She said the claims made by Il Fatto Quotidiano are “unfounded and gravely damaging to my reputation and that of my family” and she had instructed lawyers to sue the newspaper and any other journalists who write “false, defamatory and damaging” things about her and them.

In an interview with Il Corriere della Sera published on Monday, Cipriani likewise denied the newspaper’s accusations. Asked if they were false he replied: “All of them. Starting with the adoption which they define as illegal. We spent nearly four years respecting the procedure: judges, social workers, psychologists …Uruguay is not a banana republic it’s a serious place where things get done seriously.”
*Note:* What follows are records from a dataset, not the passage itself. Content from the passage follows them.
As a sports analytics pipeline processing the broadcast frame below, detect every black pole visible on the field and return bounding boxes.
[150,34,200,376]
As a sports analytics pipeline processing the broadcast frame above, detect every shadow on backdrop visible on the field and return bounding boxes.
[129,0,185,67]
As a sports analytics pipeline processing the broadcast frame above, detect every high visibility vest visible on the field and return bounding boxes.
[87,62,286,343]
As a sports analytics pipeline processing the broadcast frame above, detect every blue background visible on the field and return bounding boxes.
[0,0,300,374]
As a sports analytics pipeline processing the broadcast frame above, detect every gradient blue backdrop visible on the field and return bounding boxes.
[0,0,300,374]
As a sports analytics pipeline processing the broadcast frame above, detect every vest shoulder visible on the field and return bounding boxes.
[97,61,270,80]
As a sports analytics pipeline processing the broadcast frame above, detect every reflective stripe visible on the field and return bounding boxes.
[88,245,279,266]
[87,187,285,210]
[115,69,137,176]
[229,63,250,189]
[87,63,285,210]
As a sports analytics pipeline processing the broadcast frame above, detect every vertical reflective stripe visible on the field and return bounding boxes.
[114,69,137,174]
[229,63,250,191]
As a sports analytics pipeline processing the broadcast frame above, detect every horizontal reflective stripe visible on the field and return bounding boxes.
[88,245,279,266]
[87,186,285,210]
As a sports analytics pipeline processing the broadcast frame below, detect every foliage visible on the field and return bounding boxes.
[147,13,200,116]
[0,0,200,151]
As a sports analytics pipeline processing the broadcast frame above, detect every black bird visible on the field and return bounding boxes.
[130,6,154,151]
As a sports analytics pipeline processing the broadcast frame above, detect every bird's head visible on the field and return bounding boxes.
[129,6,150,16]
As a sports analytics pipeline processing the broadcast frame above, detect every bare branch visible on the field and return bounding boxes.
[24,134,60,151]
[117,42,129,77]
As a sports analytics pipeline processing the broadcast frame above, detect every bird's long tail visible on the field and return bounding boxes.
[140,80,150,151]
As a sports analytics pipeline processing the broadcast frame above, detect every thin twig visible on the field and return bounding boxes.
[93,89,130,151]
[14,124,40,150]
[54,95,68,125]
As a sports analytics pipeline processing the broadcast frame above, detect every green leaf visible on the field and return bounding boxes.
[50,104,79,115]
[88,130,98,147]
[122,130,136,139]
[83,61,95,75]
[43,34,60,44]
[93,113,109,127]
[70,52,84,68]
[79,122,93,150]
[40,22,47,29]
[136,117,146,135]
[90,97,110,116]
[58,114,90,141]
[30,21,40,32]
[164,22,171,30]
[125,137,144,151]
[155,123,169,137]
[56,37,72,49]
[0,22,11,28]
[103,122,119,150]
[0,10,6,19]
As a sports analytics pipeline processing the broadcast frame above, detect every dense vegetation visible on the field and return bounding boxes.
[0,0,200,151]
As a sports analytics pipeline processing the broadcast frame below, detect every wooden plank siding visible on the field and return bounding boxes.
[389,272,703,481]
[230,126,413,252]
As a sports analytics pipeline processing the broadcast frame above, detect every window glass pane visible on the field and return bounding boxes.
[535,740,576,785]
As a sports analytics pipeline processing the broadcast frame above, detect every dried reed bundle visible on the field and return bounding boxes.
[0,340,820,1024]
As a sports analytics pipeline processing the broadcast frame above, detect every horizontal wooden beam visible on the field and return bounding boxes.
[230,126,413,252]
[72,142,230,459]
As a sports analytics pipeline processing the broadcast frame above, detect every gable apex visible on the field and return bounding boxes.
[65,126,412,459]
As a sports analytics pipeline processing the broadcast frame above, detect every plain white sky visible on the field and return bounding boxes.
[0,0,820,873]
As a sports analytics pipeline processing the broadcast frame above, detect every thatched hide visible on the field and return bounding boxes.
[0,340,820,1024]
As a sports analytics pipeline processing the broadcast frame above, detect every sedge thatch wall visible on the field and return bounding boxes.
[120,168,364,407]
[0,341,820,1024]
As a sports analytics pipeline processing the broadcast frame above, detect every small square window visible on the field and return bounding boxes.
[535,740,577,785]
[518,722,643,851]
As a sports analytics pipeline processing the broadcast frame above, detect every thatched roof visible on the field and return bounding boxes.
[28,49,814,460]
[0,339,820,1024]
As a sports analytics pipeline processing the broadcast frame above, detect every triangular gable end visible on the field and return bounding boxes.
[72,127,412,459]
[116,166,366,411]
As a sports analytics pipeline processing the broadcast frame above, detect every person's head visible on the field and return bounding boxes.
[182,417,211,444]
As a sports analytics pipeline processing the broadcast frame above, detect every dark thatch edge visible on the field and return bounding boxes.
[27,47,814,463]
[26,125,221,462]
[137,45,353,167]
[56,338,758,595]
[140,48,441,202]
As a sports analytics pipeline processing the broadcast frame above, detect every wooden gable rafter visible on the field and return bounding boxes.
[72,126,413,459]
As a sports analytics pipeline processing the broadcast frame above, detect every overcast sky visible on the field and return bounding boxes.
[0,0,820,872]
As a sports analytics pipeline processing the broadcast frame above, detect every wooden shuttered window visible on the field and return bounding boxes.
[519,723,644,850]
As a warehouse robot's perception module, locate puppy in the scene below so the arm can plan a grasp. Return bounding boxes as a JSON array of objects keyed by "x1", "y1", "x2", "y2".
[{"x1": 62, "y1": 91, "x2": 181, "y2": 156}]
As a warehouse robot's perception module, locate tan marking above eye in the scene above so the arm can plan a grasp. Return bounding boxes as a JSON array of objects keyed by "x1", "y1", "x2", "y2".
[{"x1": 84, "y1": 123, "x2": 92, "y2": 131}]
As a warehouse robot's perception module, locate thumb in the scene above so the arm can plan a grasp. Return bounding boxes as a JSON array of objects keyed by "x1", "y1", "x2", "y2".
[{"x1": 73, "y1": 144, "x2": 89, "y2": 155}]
Asked why the adoption tribunal in Uruguay had ignored Minetti’s previous convictions when considering whether to let the couple adopt the boy, he said: “Go and ask the judges and the adoption agency INAU (Instituto del Niño y Adolescente del Uruguay). We told them everything about ourselves. They knew everything. Even if they only had to go on Google to find out.”

What of the claims that his ranch is used for bunga bunga style parties? “It’s a casa normalissima where I have received guests for 30 years,” he retorted. As for Epstein, in the end the pedophile did not lend him any money, he said, and ‘has never been my partner’.

This latest blow to Italy’s first female prime minister, who had seemed invulnerable until little over a month ago, comes hard on the heels of her decisive defeat in a referendum in March on her cherished plans to reform Italy’s sclerotic disgracefully slow, incompetent and politicized justice system. It also follows her bust-up in mid-April with Donald Trump, who called her a coward “who does not want to help get rid of a nuclear weaponed Iran.”

Miraculously, perhaps, Meloni’s Brothers of Italy party is riding more or less as high now in the polls as before these setbacks and still significantly higher than when it topped the ballot at the 2022 general election – which is almost unheard of for a party in power in a western democracy.

Nevertheless, if Silvio il Magnifico wants, as I am sure he must, Giorgia Meloni’s government to beat the record of 1,412 days in power then he really must hot foot it back to Heaven pronto.